Add LLaMA support #323

borzunov · 2023-06-08T03:19:03Z

This PR:

Abolishes the model conversion procedure. Now, models are downloaded directly from original repositories like https://huggingface.co/bigscience/bloom. Servers download only shards with blocks to be hosted, and clients download only shards with input/output embeddings and layernorms.
- BLOOM is loaded from bigscience/bloom, but we use the DHT prefix bigscience/bloom-petals for backward compatibility. Same with smaller BLOOMs and BLOOMZ.
- LLaMA can be loaded from any repo like username/llama-65b-hf, but we use the DHT prefix llama-65b-hf (without the username) to accomodate blocks from different repos (there're a few of them with minor differences, such as Llama vs. LLaMA in the class name).
Refactors the client to generalize it for multiple models. Now, we have petals.models packages that contain model-specific code (e.g. petals.models.bloom, petals.models.llama). General code (e.g. CPU-efficient LM head, p-tuning) is kept in petals.client.
Introduces WrappedLlamaBlock, DistributedLlamaConfig, DistributedLlamaForCausalLM, DistributedLlamaForSequenceClassification, and DistributedLlamaModel compatible with Petals functionality (p-tuning, adapters, etc.).
Introduces AutoDistributedConfig that automatically chooses the correct config class (DistributedLlamaConfig or DistributedBloomConfig). The refactored configs contain all model-specific info for both clients and servers.

Upgrade instructions:

Remove disk caches for blocks in old (converted) format to save disk space. That is, remove ~/.cache/petals/model--bigscience--bloom-petals and ~/.cache/petals/model--bigscience--bloomz-petals directories (if present).

Tested:

Servers hosting BLOOM and LLaMA
Clients running inference, p-tuning and adapter tuning for BLOOM and LLaMA

Expected additions to this PR:

Fix NaNs in prompt embeddings during LLaMA p-tuning
Add AutoDistributedModel, AutoDistributedModelForCausalLM, AutoDistributedModelForSequenceClassification (so that we have Colab notebooks where it's enough to replace only the model name)

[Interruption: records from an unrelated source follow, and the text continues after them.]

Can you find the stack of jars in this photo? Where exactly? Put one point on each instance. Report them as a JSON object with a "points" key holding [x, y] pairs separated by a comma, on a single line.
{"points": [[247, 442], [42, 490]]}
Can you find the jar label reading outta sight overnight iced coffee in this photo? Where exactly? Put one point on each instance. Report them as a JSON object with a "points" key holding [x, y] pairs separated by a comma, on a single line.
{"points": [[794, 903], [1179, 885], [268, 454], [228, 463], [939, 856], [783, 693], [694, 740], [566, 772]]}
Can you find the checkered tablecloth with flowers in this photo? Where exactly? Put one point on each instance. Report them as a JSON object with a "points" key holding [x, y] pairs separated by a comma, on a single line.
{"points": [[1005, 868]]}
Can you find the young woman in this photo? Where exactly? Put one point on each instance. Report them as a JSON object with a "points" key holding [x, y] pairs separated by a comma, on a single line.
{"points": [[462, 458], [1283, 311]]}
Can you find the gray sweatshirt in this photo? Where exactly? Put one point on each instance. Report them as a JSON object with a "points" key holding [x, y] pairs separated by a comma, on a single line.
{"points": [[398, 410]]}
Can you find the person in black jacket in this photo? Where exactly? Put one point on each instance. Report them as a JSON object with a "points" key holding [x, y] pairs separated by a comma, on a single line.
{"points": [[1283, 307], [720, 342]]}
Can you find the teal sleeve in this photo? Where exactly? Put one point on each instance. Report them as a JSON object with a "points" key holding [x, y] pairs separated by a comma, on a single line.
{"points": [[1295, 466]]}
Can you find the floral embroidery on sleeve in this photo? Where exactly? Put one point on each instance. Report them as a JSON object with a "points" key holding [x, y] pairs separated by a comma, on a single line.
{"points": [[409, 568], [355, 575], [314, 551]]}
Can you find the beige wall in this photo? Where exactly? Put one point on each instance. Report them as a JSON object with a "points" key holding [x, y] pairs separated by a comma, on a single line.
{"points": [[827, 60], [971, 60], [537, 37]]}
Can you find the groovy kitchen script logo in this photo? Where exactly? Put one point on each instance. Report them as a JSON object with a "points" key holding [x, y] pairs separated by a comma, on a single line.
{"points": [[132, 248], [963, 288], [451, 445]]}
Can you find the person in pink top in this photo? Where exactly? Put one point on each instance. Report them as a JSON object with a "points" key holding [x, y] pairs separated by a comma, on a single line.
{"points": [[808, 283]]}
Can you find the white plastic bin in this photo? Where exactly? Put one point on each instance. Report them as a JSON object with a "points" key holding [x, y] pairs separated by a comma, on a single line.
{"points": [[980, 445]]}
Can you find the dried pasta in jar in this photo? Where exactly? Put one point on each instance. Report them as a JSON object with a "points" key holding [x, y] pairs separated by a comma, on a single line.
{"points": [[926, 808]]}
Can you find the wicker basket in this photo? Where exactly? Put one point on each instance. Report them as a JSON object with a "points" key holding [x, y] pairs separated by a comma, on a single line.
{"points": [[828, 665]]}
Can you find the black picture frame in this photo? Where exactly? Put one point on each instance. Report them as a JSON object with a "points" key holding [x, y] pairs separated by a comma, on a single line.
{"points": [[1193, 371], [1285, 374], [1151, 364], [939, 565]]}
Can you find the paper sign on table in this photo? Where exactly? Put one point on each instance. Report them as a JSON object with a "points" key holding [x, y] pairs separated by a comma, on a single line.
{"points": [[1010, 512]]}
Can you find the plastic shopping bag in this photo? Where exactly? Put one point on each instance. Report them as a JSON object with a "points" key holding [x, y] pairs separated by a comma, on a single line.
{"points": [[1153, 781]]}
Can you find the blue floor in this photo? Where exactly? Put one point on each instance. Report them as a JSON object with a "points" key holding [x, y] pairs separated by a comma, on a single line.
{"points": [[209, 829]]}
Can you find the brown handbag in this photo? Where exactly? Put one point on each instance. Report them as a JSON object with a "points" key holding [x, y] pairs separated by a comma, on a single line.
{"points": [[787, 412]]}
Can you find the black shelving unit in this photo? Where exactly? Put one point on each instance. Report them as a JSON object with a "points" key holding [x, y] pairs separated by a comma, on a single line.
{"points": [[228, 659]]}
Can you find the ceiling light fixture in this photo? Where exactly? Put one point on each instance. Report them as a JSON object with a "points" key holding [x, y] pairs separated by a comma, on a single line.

Future work for other PRs:

Add log messages regarding model terms of use
Cover llama with tests
Decide on cache reordering code
Add guanaco
Add falcon-40b and falcon-40b-instruct
Update the "Host your own model" guide
Update http://health.petals.ml and http://chat.petals.ml
Upgrade example notebooks
Add speed measurements vs. llama.cpp

borzunov · 2023-06-23T00:36:28Z

.github/workflows/run-tests.yaml

        run: |
-          export HF_TAG=${{ hashFiles('setup.cfg', 'src/petals/cli/convert_model.py') }}
-          export MODEL_NAME=bloom-testing/test-bloomd-560m-$HF_TAG
+          export MODEL_NAME=bigscience/bloom-560m


Loading the entire 560m model takes only 5 sec, so I'd stick to using it.

However, it takes a little more RAM, so we run 4 servers instead of 5 below.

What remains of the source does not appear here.